Each year, there are a number of discrepancies that arise within the medical establishment, including physician dishonesty, medication miscalculations and packaging errors. Infants, children, adults and the elderly are all at risk for medical malpractice issues that may result. Presently, it seems that the mix-up between the pediatric and adult forms of a vaccine for whooping cough is the cause of concern across the United States, and it is something that Wisconsin residents may want to educate themselves about.
One of the known vaccines for infants is the DTaP (diphtheria, tetanus, and acellular pertussis) and is able to protect an infant from three different diseases. Adults as well as older children receive a booster shot known as Tdap (tetanus, diphtheria, and acellular pertussis) once, and then a booster of tetanus and diphtheria every decade thereafter.

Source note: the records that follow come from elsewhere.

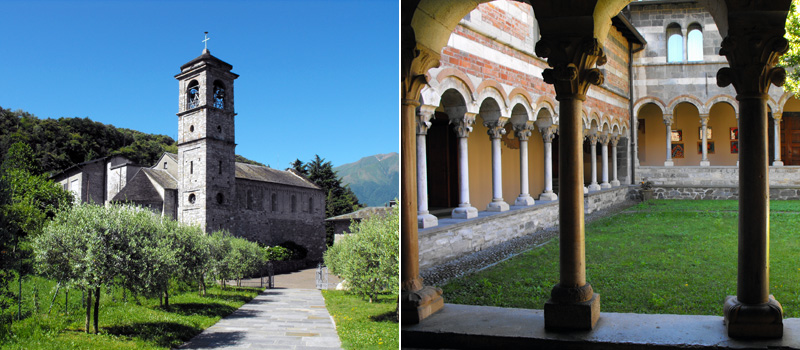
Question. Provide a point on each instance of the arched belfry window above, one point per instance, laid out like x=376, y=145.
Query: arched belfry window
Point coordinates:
x=219, y=94
x=674, y=43
x=193, y=95
x=694, y=43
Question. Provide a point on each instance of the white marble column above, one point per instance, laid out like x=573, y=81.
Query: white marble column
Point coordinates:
x=463, y=126
x=548, y=134
x=777, y=119
x=424, y=218
x=614, y=142
x=496, y=131
x=604, y=158
x=668, y=123
x=523, y=132
x=704, y=145
x=594, y=186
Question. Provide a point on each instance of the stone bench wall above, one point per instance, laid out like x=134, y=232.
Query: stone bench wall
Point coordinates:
x=444, y=243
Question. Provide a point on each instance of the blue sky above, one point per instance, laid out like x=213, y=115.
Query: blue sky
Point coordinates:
x=316, y=77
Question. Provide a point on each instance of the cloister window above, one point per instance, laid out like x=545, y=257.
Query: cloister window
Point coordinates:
x=219, y=95
x=674, y=43
x=694, y=43
x=193, y=95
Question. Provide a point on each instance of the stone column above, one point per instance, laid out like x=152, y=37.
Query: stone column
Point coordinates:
x=593, y=186
x=752, y=55
x=523, y=132
x=668, y=123
x=604, y=158
x=704, y=145
x=614, y=142
x=777, y=121
x=496, y=131
x=417, y=301
x=463, y=127
x=548, y=134
x=573, y=303
x=424, y=218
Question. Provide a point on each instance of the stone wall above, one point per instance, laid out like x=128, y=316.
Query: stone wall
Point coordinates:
x=447, y=242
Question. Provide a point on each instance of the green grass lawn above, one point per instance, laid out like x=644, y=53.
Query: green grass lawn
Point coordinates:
x=123, y=325
x=662, y=256
x=364, y=325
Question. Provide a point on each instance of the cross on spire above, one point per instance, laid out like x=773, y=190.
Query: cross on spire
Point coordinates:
x=205, y=42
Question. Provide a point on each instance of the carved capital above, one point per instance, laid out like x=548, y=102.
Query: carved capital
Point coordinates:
x=573, y=61
x=463, y=125
x=496, y=128
x=753, y=57
x=424, y=116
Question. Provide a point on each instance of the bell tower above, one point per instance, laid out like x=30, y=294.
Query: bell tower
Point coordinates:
x=206, y=143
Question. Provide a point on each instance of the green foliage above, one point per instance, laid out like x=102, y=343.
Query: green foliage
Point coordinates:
x=368, y=258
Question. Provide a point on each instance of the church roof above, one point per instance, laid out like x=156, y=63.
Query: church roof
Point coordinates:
x=162, y=178
x=264, y=174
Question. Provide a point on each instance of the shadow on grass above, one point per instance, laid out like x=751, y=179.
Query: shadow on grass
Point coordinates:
x=165, y=334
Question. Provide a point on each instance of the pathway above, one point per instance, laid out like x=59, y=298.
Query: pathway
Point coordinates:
x=291, y=316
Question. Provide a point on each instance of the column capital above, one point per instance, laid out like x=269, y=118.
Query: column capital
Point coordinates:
x=463, y=125
x=572, y=59
x=424, y=116
x=753, y=56
x=496, y=128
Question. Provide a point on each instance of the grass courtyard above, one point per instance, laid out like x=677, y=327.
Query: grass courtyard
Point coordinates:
x=658, y=257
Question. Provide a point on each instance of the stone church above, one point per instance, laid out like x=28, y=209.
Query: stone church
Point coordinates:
x=203, y=185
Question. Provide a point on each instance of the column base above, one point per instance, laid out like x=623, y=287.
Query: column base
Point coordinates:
x=427, y=220
x=467, y=212
x=548, y=196
x=497, y=206
x=572, y=316
x=753, y=321
x=524, y=201
x=416, y=306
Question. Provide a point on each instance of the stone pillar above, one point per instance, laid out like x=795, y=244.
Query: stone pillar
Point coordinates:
x=704, y=145
x=548, y=134
x=416, y=300
x=523, y=132
x=594, y=186
x=668, y=123
x=496, y=131
x=463, y=127
x=752, y=55
x=573, y=304
x=614, y=142
x=604, y=158
x=777, y=121
x=424, y=218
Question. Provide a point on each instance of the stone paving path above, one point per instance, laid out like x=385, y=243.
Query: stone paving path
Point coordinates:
x=281, y=318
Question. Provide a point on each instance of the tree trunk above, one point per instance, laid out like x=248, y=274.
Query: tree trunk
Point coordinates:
x=96, y=309
x=88, y=310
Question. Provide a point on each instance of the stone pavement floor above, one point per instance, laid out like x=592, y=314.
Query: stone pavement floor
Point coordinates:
x=280, y=318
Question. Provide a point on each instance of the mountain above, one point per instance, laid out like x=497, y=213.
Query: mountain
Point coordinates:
x=374, y=179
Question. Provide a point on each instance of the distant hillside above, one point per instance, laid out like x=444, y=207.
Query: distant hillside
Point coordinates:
x=374, y=179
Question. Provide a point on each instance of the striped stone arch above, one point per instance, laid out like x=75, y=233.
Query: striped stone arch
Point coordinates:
x=649, y=99
x=684, y=98
x=721, y=99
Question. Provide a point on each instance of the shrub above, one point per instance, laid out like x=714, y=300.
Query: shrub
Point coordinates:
x=368, y=258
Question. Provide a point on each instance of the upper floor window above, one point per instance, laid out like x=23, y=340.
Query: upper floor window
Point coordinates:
x=694, y=43
x=219, y=94
x=193, y=95
x=674, y=43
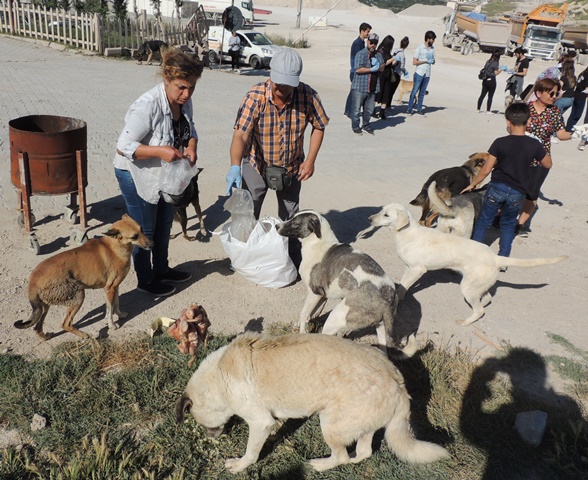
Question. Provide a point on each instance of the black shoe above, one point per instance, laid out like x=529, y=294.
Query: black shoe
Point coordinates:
x=156, y=288
x=522, y=231
x=174, y=276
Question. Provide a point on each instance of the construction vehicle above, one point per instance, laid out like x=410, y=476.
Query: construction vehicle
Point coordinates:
x=539, y=31
x=468, y=31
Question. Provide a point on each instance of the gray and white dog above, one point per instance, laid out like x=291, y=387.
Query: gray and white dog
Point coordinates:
x=334, y=270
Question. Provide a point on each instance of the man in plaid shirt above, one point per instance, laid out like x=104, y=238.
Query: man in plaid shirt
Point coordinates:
x=269, y=132
x=365, y=85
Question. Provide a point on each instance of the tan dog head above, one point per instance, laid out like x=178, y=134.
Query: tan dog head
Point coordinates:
x=476, y=161
x=128, y=232
x=394, y=215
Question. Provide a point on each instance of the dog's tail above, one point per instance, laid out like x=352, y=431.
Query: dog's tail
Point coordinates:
x=402, y=441
x=437, y=202
x=527, y=262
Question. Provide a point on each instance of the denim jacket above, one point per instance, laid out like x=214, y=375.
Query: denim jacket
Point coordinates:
x=148, y=122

The capitalization of the letters in these vaccine names represent that there is more of that particular component. Therefore, the children’s version has more of the diphtheria, tetanus, and pertussis components for stronger protection against these diseases than the adult form, which has more of the tetanus component than the other components in its dosage.

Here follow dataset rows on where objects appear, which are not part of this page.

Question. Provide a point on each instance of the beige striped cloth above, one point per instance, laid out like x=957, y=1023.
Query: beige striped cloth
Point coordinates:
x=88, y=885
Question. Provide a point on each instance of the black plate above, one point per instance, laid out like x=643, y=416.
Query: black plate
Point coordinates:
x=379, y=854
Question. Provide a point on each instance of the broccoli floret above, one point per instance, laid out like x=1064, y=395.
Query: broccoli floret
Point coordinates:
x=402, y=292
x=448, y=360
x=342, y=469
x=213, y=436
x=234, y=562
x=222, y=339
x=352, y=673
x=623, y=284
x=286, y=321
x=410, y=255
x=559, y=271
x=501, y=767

The problem is that infants seem to be receiving the adult Tdap dosage instead of the necessary DTaP, leaving them unprotected from these diseases and requiring that the infant be revaccinated. However, the mistake often goes unrecognized. Recently, Washington has reported a whooping cough outbreak which the state health department has termed an epidemic, with more reported cases this year as compared to last year.
If you believe that your infant has been given the wrong vaccine, it may be important to learn your rights in such a sensitive matter, including the fact that Wisconsin law allows for a medical malpractice claim when such negligence results in serious injury to another. You will need to gather all the facts and evidence to determine how to proceed. In the meantime, it may be wise to have the office nurse and yourself double-check the vaccine before it is administered.